Scrooge Head Maquette

I don’t mean to suggest that more is better and you should fulfil your every whim, but sometimes you lose more by going without than you gain. In the spirit of which, I had an enjoyable struggle with the AW exercises on self-nurture, over six months and during one week.

In the longer term, I plan to reward myself for finishing the current WIP draft with a new fountain pen (droooool). I also want to learn to crochet.

While I was off work sick, I managed to read nine Agatha Christie novels, three Ngaio Marshes, and two Patricia Wentworths. This was so relaxing and refreshing I had the brilliant idea of setting aside a day every now and again to do nothing at all but read. Perhaps once a month?

90124_reading_in_bed

My nurturing week includes classic things like a movie or an icecream, and simple things I enjoy like having a nice sit-down afternoon tea, or going to a charity shop to try on hats. I may also buy a magazine – no magazine in particular – and go through it for pictures to put in my scrapbook.

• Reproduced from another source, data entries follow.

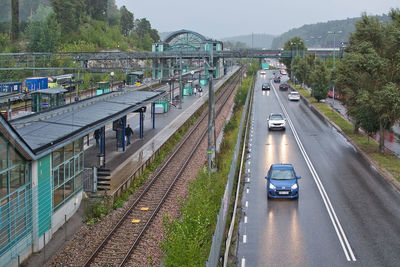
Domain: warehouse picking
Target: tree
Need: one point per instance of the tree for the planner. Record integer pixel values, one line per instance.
(154, 35)
(43, 31)
(142, 26)
(96, 9)
(126, 21)
(14, 19)
(69, 14)
(320, 80)
(296, 45)
(300, 69)
(370, 69)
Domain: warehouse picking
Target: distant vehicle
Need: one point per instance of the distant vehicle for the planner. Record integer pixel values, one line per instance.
(265, 86)
(34, 83)
(294, 96)
(276, 121)
(337, 95)
(11, 87)
(59, 80)
(282, 181)
(283, 72)
(283, 86)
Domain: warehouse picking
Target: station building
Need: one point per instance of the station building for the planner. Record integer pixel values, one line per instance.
(42, 167)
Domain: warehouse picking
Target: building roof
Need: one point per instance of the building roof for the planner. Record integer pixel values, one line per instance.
(50, 91)
(47, 131)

The Artist’s Way also challenges us to reconsider our understanding of God, particularly in the area of creativity. I have realized lately that I need to learn to trust God more and trust his dreams for me.
After all – look how far he’s brought me already.

Looking back down

Exercise 5 invites us to list the ways we will continue to change as we allow our creativity to grow and flourish. My very scientific projections suggest that I will become more relaxed, more joyful, more enthusiastic, more energetic, more generous – and more productive.

A little scrap of joy to end: sometime in the last month someone somewhere entered the words “blancmange pen” into their search engine – and they found me. My life has not been in vain.